“There is no looking without thoughts of using, possessing, repossessing, owning, fixing, appropriating, keeping, remembering, commemorating, cherishing, borrowing and stealing. I cannot look at anything - any object, any person, without the shadow of the thought of possessing that thing. Those appetites don’t just accompany looking: they are looking itself.”
James Elkins - The Object Stares Back: On the Nature of Seeing
What brings value to a thing? Where do we and the world of objects intersect and cross-pollinate to create meaning, history and identity? This project explores the motivations behind the emotional, psychological and existential desires that drive the passion to collect.

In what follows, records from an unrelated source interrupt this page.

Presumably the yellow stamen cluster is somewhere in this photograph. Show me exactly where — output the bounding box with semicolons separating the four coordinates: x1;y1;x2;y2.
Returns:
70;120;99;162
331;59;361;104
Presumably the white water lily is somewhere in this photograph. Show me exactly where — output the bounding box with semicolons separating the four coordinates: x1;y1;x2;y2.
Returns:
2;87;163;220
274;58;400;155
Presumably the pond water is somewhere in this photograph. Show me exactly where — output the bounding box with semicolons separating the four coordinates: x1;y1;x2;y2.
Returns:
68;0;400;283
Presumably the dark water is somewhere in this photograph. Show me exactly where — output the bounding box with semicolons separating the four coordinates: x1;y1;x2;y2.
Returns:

Today objects of all sorts beget collectors. The expansion of museums worldwide reflects this on a larger social scale. Contemporary collecting encompasses every kind of object, from high culture to low, from the mass produced to the unique, from things that might be considered trash to the most rare specimen. Yet many collectors struggle to say anything significant about why they collect. Their search is directed outward. I am attempting to look inward. Memory and energy accumulate in objects that carry cultural and personal history forward. Many objects seem to have a patient, silent life of their own. Walter Benjamin first defined this as the “aura” of an object, something which enables it to return our gaze. James Elkins suggests that objects themselves are vying for our attention. Akin to falling in love, there are invisible strands at work when the hunting gaze is returned.
In looking at collecting, I am exploring vision, desire, identity, memory and history. My work seeks a deeper understanding of human nature, and of existence itself, by exploring areas where the conscious and unconscious meet, where states of being and energy might transcend the physical limitations of the body.